Initiative for the Evaluation of XML Retrieval

April 2003 - December 2003


[ Home | News | Participants | Schedule | {down,up}load Area | Workshop | INEX 2004 Track Proposals | Organisers ] For latest info see News
(Last update: Jan 19, 2004)
The INEX evaluation initiative is part of a large-scale effort to encourage research in information retrieval and digital libraries. The main goal of INEX is to promote the evaluation of content-oriented XML retrieval by providing a large test collection of XML documents, uniform scoring procedures, and a forum for organisations to compare their results.
In INEX 2003, participating organisations will be able to compare the retrieval effectiveness of their XML document retrieval systems and will contribute to the construction of a large XML test collection. The test collection will also provide participants a means for future comparative and quantitative experiments. Due to copyright issues, only participating organisations will have access to the constructed test collection.

INEX test collection

The test collection will consist of a set of XML documents, topics and relevance assessments. We plan a collaborative effort to derive the topics and the relevance judgments. Detailed guides and on-line topic submission, retrieval result submission, relevance assessment, and evaluation systems will be provided by INEX.

Documents

The documents in the INEX test collection are scientific articles, marked up in XML, from publications of the IEEE Computer Society covering a range of topics in the field of computer science. The collection, approximately 500 megabytes, contains over twelve thousand articles from 18 magazines/transactions from the period of 1995-2002, where an article on average consists of 1500 XML nodes.

Topics

Each group will be asked to create a set of candidate topics, which are representative of the range of real user needs over the XML collection. The queries may be content-only (CO) or content-and-structure (CAS) queries, and broad or narrow topic queries. CO queries are free text queries, like those used in TREC, for which the retrieval system should retrieve relevant XML elements of varying granularity, while CAS queries contain explicit structural constraints, such as containment conditions. From the pooled set of candidate topics a final 50 topics will be selected to form part of the INEX test collection.

Ad-hoc retrieval

The general task, to be performed with the data and the final 50 topics, will be the ad-hoc retrieval of XML documents. Participants will be able to submit up to 3 runs, each containing the top 1000 retrieval results for each of the 50 topics.

Relevance assessments

Relevance assessments will be provided by the participating groups using INEX's on-line assessment system.
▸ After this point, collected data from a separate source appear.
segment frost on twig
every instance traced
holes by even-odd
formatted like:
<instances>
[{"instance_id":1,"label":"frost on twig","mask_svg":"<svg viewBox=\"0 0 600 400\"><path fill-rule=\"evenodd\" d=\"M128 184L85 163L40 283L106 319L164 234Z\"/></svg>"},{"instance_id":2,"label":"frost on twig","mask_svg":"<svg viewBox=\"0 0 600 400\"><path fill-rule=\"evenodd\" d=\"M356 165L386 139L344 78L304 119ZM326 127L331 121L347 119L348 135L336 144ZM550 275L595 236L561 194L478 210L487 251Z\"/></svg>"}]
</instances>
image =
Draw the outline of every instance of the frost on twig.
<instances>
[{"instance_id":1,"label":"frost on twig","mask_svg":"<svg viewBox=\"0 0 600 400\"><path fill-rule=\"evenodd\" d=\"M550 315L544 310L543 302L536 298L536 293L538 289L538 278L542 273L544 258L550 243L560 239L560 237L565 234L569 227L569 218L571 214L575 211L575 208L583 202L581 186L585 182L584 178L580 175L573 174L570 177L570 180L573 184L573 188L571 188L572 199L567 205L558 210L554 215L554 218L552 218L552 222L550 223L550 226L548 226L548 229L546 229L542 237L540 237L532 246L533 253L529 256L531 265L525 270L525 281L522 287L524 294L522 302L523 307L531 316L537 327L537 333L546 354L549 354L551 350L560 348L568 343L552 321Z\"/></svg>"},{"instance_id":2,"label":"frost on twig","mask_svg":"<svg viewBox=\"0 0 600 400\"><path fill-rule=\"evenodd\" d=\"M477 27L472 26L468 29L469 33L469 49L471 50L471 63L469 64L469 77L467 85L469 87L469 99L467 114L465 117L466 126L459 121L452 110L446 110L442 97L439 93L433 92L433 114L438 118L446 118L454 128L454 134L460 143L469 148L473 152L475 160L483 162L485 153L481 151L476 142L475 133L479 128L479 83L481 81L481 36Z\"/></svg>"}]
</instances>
Each assessor will judge 1-2 topics, either the topics that they originally created or if these were removed from the final set of topics, then topics that were similar to their original queries. Please note that assessments will take about one person week per topic. Participating groups will gain access to the completed INEX test collection only after they have completed their assessment task.

Evaluation

The evaluation of the retrieval effectiveness of the XML retrieval engines used by the participants will be based on the constructed INEX test collection and uniform scoring techniques, including recall/precision measures, which take into account the structural nature of XML documents, including possible overlap of answers.
Participants will be able to present their approaches and final results at the INEX 2003 workshop in December. All results will be published in the INEX workshop proceedings and on the Web.

Data Handling Agreement

In order to have access to the data designated as the IEEE Computer Society XML Retrieval Research Collection, organizations(who didn't sign the agreement last year) participating in the INEX initiative must first fill in a data release Application Form. The signed form must be sent (by express mail) to Saadia Malik at the address above (only the original copies of the forms are accepted, no electronic or fax versions). On receipt of the forms, you will be sent information on how to download the data.
Access to the data by an individual person is to be controlled by that person's organization. The organization may only grant access to people working under its control, i.e. its own members, consultants to the organization, or individuals providing service to the organization. All application forms by individuals to access the data must be signed by a person authorized by your organization for such signatures. The individuals form must be kept by the organization for any persons being involved at its site.